Une victoire hors de l’ordinaire

L’accession de Michaelle Jean à la tête de la Francophonie, dont l’organisation rassemble autant d’États à travers la planète, est, tout parti-pris mis de côté, loin d’être une banale désignation. Ce choix a rompu avec la tradition en faisant d’elle la première femme au sommet de l’OIF, bousculé la géopolitique africaine et fait dérailler la règle non-écrite qui veut que ce soit un Africain qui ait les commandes du secrétariat général.

Sa campagne (qu’elle a menée avec l’appui financier du Canada et du Québec auprès des leaders francophones des cinq continents), n’a laissé personne indifférent. Mais tout cela aurait pu se révéler de la foutaise étant donné que tout se joue ordinairement en coulisses lors du Sommet entre les chefs d’États dont une trentaine provient du continent africain.

Chanceuse, l’ex-gouverneure générale du Canada (qui a eu une brillante carrière à Radio-Canada, et qui était jusqu’à tout récemment envoyée spéciale de l’Unesco pour Haïti et chancelière à l’université d’Ottawa) a profité de l’absence de consensus au sein des pays africains qui n’arrivaient pas s’entendre sur l’un ou l’autre des cinq candidats.

Haïti, qui avait officiellement appuyé le choix de Michaelle Jean, a fait du mieux qu’elle pouvait avec son ministre des Affaires étrangères, Duly Brutus. Sur place, nombreux sont ceux qui demeurent convaincus que la première République noire aurait pu également  mobiliser son appareil diplomatique à Dakar si son président ou son premier-ministre était sur les lieux.

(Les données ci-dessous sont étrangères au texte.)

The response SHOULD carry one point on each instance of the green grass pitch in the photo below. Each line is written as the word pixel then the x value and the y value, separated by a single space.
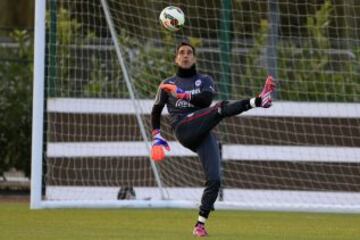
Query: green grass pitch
pixel 18 222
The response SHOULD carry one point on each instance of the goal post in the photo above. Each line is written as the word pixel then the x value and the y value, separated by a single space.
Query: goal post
pixel 97 66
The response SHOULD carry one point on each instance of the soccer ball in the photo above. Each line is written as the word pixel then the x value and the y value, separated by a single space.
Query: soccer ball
pixel 172 18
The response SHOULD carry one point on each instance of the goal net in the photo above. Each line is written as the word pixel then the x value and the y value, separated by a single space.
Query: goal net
pixel 98 64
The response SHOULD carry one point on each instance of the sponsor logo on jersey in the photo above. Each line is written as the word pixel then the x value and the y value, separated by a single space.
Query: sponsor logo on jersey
pixel 183 104
pixel 198 82
pixel 194 91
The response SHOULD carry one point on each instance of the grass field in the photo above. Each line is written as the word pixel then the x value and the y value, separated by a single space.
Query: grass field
pixel 18 222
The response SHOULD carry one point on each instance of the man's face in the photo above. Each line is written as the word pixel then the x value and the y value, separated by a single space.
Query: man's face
pixel 185 57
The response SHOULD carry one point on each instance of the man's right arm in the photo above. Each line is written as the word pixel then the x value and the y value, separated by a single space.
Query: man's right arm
pixel 160 101
pixel 158 142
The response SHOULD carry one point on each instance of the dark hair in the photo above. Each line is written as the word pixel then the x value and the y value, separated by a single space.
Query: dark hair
pixel 184 43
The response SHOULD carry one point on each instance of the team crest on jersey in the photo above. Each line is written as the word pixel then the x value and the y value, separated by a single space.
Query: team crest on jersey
pixel 183 104
pixel 198 83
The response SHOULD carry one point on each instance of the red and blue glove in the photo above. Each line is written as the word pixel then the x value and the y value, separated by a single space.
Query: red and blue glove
pixel 158 145
pixel 175 91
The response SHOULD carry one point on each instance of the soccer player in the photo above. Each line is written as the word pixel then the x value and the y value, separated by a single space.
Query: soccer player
pixel 188 96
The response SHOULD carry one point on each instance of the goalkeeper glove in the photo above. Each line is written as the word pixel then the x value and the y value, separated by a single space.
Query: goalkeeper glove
pixel 265 94
pixel 158 145
pixel 175 91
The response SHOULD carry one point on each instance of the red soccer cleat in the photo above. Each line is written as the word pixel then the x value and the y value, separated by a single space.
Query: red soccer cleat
pixel 266 92
pixel 199 230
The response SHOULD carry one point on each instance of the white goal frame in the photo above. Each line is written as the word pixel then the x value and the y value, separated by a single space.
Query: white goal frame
pixel 280 200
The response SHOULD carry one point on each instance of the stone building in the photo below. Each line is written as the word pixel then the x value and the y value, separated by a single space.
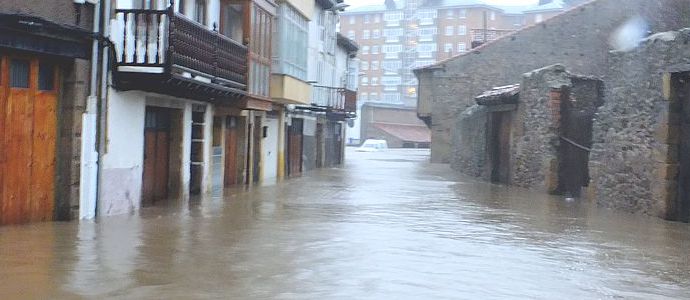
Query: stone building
pixel 45 55
pixel 641 154
pixel 536 134
pixel 577 38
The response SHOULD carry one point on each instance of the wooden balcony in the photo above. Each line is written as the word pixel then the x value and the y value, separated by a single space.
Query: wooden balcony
pixel 335 101
pixel 164 52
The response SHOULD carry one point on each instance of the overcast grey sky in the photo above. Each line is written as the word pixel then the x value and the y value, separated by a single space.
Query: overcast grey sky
pixel 497 2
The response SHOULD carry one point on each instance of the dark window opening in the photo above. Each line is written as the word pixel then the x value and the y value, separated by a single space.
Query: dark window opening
pixel 46 76
pixel 19 73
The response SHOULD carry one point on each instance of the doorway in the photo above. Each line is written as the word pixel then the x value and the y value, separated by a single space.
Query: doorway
pixel 28 137
pixel 683 201
pixel 161 150
pixel 295 136
pixel 499 130
pixel 231 153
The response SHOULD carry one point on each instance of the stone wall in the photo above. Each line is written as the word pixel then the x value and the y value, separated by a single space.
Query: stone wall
pixel 634 157
pixel 578 39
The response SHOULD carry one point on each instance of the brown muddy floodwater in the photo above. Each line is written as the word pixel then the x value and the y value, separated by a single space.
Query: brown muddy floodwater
pixel 386 226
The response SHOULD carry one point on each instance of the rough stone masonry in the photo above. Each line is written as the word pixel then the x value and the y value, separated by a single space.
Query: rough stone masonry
pixel 577 38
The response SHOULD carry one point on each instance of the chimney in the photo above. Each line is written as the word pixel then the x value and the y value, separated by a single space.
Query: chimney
pixel 390 4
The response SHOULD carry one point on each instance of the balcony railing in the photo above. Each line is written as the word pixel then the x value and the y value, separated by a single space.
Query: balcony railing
pixel 334 99
pixel 166 42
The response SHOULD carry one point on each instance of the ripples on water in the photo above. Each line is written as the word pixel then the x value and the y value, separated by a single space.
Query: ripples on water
pixel 387 226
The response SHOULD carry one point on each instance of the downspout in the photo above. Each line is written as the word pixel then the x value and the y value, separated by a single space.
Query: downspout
pixel 89 156
pixel 103 101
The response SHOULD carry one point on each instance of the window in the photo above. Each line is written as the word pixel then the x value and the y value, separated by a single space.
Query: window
pixel 392 34
pixel 293 35
pixel 46 76
pixel 200 11
pixel 427 34
pixel 394 48
pixel 391 80
pixel 391 97
pixel 232 19
pixel 426 16
pixel 426 47
pixel 462 13
pixel 259 47
pixel 392 16
pixel 391 65
pixel 19 73
pixel 462 30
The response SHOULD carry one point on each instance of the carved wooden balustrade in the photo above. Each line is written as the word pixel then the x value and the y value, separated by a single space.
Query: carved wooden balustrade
pixel 168 43
pixel 334 99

Déception chez les souverainistes

Au Canada et au Québec, la nouvelle de la ratification du choix de la candidate canadienne fait les gros titres de l’actualité. L’annonce déplait, ce qui n’a surpris personne,  à la frange nationaliste de la société québécoise. Des ténors souverainistes, dont l’ex PM québécois Bernard Landry, avaient ouvertement fait campagne contre Mme Jean. Rappelons que ces derniers tirent à boulets rouges sur l’ex-journaliste de Radio-Canada depuis que celle-ci avait accepté le poste de gouverneure générale du Canada de la part de l’ex- premier ministre canadien Paul Martin.

«Michaëlle Jean vient d’être élue à la francophonie… Vous en pensez quoi ? Pour ma part, sérieusement, c’est à l’Afrique, avenir du français et où le français est promis à un bel avenir qu’aurait du être donné cet honneur… L’avenir du français ne se joue pas au Canada, mais en Afrique.», a, sans surprise, réagi sur Facebook une ex-candidate du mouvement souverainiste (Parti québécois) dans le comté de Viau, Tania Longpré.

Les fédéralistes et les Haïtiens jubilent

Complètement aux antipodes des souverainistes, le stratège libéral et conseiller de l’ex-premier ministre québécois Robert Bourassa y a vu une excellente opportunité pour le Québec et pour le Canada. «Je sais que Michaëlle Jean a fait une belle campagne . Bon pour le Québec et le Canada et notre place dans la francophonie internationale. Bravo et félicitations », se réjouit John Parisella.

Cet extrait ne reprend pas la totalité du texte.